The State Department has toughened its advice for Americans traveling to Mexico, responding to a surge in violent crimes against tourists here and complaints from Americans that they were not adequately warned by their government about the dangers.
A revised Consular Information Sheet issued Thursday says for the first time that the crime rate in Mexico City "has reached critical levels." It warns of a "marked increase in the level of the violence of the crimes committed, including what appears to be a significant incidence of sexual assaults in crimes committed against women."
"In several cases," it adds, "tourists report that uniformed police are the crime perpetrators, stopping vehicles and seeking money or assaulting and robbing tourists walking late at night."

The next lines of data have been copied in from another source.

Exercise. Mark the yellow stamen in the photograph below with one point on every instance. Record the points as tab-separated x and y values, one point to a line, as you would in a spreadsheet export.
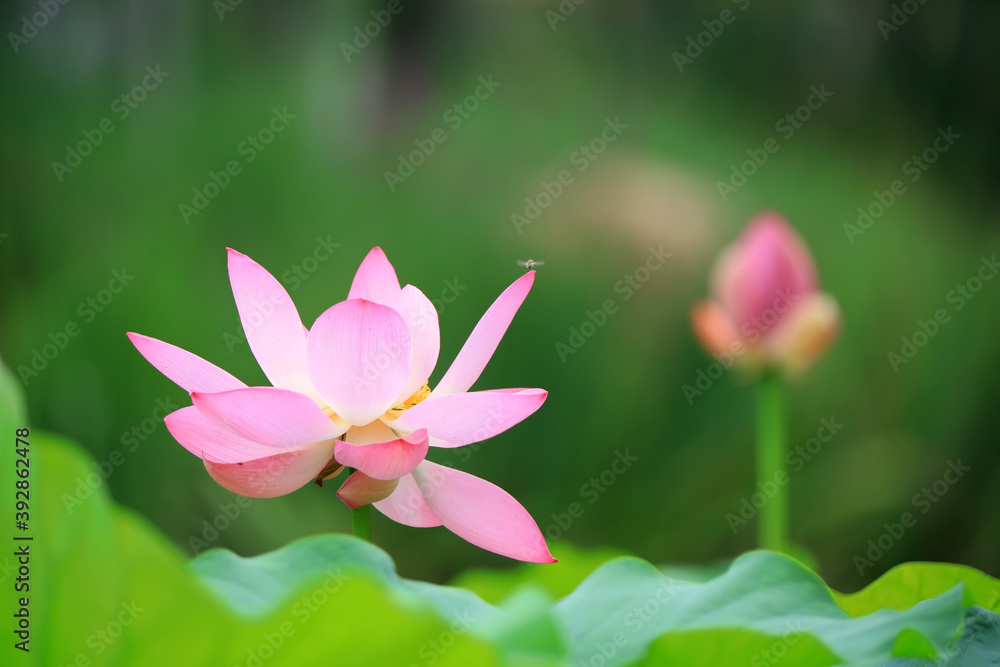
335	418
418	396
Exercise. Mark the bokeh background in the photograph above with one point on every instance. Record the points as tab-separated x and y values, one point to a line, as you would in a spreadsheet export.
450	223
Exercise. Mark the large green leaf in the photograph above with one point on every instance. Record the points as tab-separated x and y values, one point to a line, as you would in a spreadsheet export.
107	589
628	603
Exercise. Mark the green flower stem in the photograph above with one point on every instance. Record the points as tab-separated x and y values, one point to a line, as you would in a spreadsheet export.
771	468
361	522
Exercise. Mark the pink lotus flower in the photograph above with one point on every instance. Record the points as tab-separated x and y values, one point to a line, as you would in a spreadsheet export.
767	310
352	391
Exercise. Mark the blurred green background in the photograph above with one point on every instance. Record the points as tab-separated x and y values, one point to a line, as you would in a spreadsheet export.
450	222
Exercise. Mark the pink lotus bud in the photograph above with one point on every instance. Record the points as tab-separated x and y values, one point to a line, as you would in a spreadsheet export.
766	308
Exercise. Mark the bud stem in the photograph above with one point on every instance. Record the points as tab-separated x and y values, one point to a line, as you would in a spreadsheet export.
771	467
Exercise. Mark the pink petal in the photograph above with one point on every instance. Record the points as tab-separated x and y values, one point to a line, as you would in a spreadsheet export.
376	280
360	490
483	340
272	325
406	505
204	437
714	329
273	475
460	419
768	262
270	416
421	319
189	371
359	358
481	513
384	460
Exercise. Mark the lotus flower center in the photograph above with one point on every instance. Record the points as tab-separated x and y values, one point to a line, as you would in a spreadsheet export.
417	397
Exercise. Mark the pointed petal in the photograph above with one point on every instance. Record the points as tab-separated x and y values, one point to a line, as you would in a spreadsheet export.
384	460
421	319
806	333
273	475
269	416
272	325
204	437
461	419
768	263
376	280
359	358
483	340
188	371
406	505
481	513
360	490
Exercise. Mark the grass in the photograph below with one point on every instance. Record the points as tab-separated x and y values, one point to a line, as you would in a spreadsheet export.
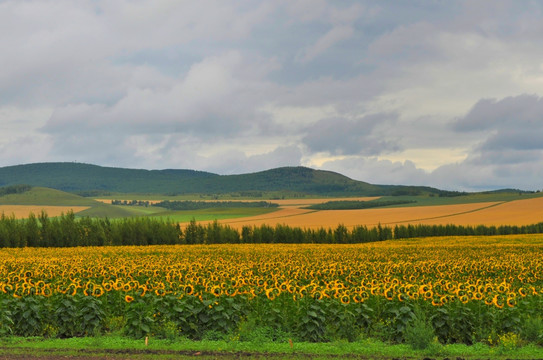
212	214
113	344
46	196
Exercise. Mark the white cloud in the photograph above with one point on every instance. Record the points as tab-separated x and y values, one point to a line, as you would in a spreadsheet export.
335	35
189	84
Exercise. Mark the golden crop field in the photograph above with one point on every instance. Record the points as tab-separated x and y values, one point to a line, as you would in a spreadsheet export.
313	292
486	269
22	211
518	212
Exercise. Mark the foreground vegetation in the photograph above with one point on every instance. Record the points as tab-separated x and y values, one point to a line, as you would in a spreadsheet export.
420	292
180	348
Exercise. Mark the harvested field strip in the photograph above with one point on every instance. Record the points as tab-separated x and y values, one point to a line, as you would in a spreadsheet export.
445	216
22	211
369	217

The State Department does not recommend that Americans refrain from traveling to Mexico, but counsels them to "use caution" in practically any place in the country.
More than 15-million Americans visit Mexico each year, according to State Department figures, making it the most popular destination in the world for Americans leaving the United States.
Violent crimes against tourists have become practically a daily occurrence in Mexico City.
Jan Reid, 53, a reporter for Texas Monthly magazine, was shot several times during a robbery on April 20. He and three friends were abducted in the early morning in a taxi they hailed near Plaza Garibaldi, a well-known square. Reid is recovering in a Houston hospital.
Two German tourists, Peter Wurm, 56, and his son Frank Wurm, 31, were both shot in the legs on Sunday in a restaurant in the Zona Rosa, Mexico City's premier tourist neighborhood. Two men held them up just after they entered the restaurant. When the son threw down his watch, the robbers opened fire.
Tracie Hotchner, 48, a writer from East Hampton, N.Y., was robbed and sexually assaulted on a major toll road between Mexico City and the nearby city of Puebla at midnight on March 19. Hotchner came to Mexico with four suitcases filled with toys and clothing for the children of a working-class Mexican family to whom she has given charitable help.
Two armed men who appeared to be plainclothes police in an unmarked patrol car pulled over the taxi that was taking her to Puebla, Hotchner said. After forcing the taxi into a dark hamlet, they manhandled Hotchner and stole all of the goods she had brought for the children.
The head of the Mexico City Council's tourism commission, Maria del Pilar Hiroishi, said that an average of 20 tourists a day were crime victims last year. However, she said that reported crimes against tourists were falling slightly this year.